Austerity Project, Day 10

ITPB Health Club

Image via Wikipedia

It’s too soon to know whether the Austerity Project will be a success. I’m defining “success” to mean reducing my spending to match my income.

The total damage for Austerity Project, Week No. 1, was $189.13. Issues from Week No. 1: I ate pizza three times. That number has to come down. My biggest single expenditure was a fill-up at the gas station, with regular at $2.76 a gallon, for a total of $33.68. After rent, health insurance, and food, gas for the car is my next highest monthly expense. Soon I’m going to need an oil change and some regular maintenance, which is not included in the monthly budget. And looming in February is the $700 annual payment for car insurance, which is also off-budget.

The first day of Week No. 2 was my first day with no expenditures. Not a penny. Tuesday was $16.23 for miscellaneous household goods at Walmart.

Today, I signed up with a health club, aka “gym,” with a commitment of $19.95 a month for the next year! I did not make this decision lightly. There is no health club line in my monthly budget. I don’t know where the $19.95 a month is coming from. But you have to admit it’s a good price for a health club membership.

With a fancy new health club opening, there’s something of a price war going on among health clubs in my area. I found the $19.95 price at a so-called “bare bones” club. It doesn’t have a sauna or whirlpool or spa. The locker room is small. No towel service. But the place is bright and airy, and they’ve got more equipment than I’ll ever use.

I’m thinking that at age 62, with creakiness in the bones and weakness in the muscles, the health club membership comes close to qualifying as an essential.

It’s not as if I’ve been inactive in the past year. For much of that time, I worked as a security guard, which was mostly walking, walking, walking around a large building and grounds. In other words, my job was to be a moving, human scarecrow. Since August, I’ve spent a lot of time on political campaigning, which also involved lots of walking. I got a sunburn, and then a tan, on my face, but I can’t say I feel any healthier for all the walking. The campaigning resulted in two disappointing losses, first my own in the primary, and then the candidate I volunteered for in the general election.
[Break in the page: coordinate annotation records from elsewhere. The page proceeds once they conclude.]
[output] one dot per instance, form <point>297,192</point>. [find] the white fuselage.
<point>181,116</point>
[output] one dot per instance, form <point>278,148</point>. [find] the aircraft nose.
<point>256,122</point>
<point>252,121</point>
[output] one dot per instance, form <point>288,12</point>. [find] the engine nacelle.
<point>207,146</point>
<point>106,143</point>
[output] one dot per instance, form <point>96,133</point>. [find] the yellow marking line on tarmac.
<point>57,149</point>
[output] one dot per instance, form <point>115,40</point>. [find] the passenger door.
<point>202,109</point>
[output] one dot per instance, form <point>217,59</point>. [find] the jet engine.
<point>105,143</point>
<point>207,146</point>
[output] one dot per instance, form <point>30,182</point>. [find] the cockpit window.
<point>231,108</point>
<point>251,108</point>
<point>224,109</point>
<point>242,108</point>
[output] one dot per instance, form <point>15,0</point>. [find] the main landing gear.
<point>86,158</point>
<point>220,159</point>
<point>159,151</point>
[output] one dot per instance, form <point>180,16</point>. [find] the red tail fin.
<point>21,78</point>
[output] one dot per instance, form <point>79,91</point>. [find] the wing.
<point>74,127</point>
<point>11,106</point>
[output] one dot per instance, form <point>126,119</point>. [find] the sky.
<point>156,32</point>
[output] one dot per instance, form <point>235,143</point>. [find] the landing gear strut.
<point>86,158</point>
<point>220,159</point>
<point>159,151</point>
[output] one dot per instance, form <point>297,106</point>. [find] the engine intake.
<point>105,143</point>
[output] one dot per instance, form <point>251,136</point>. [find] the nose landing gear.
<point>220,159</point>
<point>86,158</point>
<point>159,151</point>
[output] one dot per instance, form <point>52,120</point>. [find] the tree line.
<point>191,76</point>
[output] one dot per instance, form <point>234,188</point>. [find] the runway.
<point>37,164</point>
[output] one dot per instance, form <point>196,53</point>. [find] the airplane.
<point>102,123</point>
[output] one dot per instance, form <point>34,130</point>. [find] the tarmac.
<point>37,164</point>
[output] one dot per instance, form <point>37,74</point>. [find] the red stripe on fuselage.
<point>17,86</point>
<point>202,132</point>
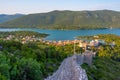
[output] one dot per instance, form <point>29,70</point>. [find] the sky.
<point>41,6</point>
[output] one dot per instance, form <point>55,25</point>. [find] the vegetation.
<point>29,61</point>
<point>106,64</point>
<point>37,60</point>
<point>67,20</point>
<point>18,34</point>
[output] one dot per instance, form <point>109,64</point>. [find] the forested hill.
<point>67,20</point>
<point>6,17</point>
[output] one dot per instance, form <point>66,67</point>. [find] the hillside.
<point>67,20</point>
<point>5,17</point>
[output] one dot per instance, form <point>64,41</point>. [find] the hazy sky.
<point>39,6</point>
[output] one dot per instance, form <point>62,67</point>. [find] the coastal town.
<point>85,44</point>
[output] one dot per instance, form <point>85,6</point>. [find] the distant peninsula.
<point>67,20</point>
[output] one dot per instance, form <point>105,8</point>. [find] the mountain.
<point>5,17</point>
<point>67,20</point>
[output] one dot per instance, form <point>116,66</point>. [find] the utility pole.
<point>74,48</point>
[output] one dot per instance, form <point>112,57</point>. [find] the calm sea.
<point>67,34</point>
Now, with the security guard job and the campaign over, and winter coming on, I feel like I’m facing rapid deterioration if I don’t keep these old bones moving. The health club is less than $1 a day, and it will give me another place (in addition to the library) where I can go to get out of the rain and snow.
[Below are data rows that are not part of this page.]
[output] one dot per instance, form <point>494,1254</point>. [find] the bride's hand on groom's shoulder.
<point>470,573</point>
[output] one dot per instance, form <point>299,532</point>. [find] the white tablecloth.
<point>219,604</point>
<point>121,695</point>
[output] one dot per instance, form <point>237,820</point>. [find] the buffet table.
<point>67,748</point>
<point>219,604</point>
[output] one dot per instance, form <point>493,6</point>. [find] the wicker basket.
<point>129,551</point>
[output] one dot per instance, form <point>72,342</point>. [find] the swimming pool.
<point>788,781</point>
I’m starting the health club adventure at near rock bottom (I always feel rock bottom this time of year, with the shortening daylight and the sun low in the sky). Job one is to get myself to the health club almost every day. It will be interesting to see if the exercise makes a difference. Any improvement in health of mind and/or body will be well worth the $19.95.

Stay tuned. I’ll keep you posted.

— John Hayden

11 thoughts on “Austerity Project, Day 10

  1. Hi, John…

    I hopped over from Walker’s blog, read this piece, saw that you were also a progressive democrat and had to say hello. I’m going through the same financial “austerity” and wrote a piece about it that might give you a giggle:

    I can’t afford a gym, but I do have a friend’s horse to ride which keeps me in pretty good shape and the “poverty and stress” diet has done wonders for my figure.
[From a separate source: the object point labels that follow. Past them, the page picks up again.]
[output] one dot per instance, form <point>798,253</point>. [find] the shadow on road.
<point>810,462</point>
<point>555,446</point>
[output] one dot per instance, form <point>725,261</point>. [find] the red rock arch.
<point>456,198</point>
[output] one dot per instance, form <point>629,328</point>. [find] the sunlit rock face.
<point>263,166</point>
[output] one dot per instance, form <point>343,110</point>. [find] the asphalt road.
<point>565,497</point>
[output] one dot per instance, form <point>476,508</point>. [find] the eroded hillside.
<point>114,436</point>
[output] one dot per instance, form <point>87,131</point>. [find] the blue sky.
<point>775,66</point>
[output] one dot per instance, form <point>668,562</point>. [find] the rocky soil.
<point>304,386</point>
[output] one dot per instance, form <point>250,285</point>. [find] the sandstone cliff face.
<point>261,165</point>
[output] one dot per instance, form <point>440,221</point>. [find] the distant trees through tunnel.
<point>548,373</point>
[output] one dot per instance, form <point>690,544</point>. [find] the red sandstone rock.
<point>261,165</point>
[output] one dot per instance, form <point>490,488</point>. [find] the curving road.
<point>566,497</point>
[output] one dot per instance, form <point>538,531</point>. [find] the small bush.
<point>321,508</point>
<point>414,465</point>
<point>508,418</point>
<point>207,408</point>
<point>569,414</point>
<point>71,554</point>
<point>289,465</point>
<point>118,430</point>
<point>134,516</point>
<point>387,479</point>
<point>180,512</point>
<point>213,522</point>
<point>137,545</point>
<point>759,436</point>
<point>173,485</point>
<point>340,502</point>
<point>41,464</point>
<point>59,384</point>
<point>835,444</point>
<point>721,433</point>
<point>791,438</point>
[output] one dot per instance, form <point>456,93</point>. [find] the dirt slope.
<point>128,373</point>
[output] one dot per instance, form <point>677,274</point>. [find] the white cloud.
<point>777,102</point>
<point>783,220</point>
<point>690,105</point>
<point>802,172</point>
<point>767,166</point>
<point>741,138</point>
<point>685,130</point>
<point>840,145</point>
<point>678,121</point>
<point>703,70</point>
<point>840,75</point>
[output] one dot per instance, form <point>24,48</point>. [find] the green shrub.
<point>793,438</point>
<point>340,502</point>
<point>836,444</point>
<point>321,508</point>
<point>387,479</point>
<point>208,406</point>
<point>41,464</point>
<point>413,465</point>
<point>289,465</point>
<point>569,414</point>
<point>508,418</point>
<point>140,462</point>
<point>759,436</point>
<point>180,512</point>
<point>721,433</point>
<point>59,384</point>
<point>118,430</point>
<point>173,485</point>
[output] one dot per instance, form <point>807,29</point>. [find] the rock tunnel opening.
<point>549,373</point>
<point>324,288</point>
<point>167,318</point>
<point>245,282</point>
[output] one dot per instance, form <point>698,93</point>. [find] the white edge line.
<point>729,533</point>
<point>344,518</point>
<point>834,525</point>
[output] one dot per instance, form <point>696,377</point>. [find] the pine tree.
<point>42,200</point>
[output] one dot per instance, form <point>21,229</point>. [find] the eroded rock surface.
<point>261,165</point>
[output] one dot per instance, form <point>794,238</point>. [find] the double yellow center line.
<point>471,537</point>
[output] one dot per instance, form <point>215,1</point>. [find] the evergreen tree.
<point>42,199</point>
  2. Jayne — Thanks for visiting. I can’t wait to read some of your posts. I’m particularly curious about your “poverty and stress” diet. I was planning to experiment with my “Recession Soup” recipe last winter, and working at my own speed, I’ll probably get to it this winter.

    I’d like to keep the “stress” out of my daily diet — save it for special occasions. I suppose one way to reduce stress would be to stop running for obscure public offices.


  3. No, it’s a local health club with only one location, and the owner is there every day.

    I think I read someplace on your blog, though I can’t find it now, that exercising compulsively is more sane than running for public office. I have to agree.


    • It’s sure saner than managing a campaign for public office, which was what I did. But then, my candidate was a screwball of epic proportions and the entire thing was the most elaborate piece of street theater ever staged in the county. Your campaign website is the model of sanity from my perspective (I peeked).


  4. The possibility that some poor person using Food Stamps or Unemployment Compensation or the School Lunch Program might be getting one single dollar they don’t fully deserve — that possibility can make a conservative voter stark raving crazy. The thought of a dollar wasted on the poor is like fingernails scraping a chalkboard to a conservative.

    In fairness, it’s the same at the other end of the spectrum. The thought of dollars being wasted on unnecessary defense spending drives liberals like me crazy.

    Is it possible that we’re ALL crazy?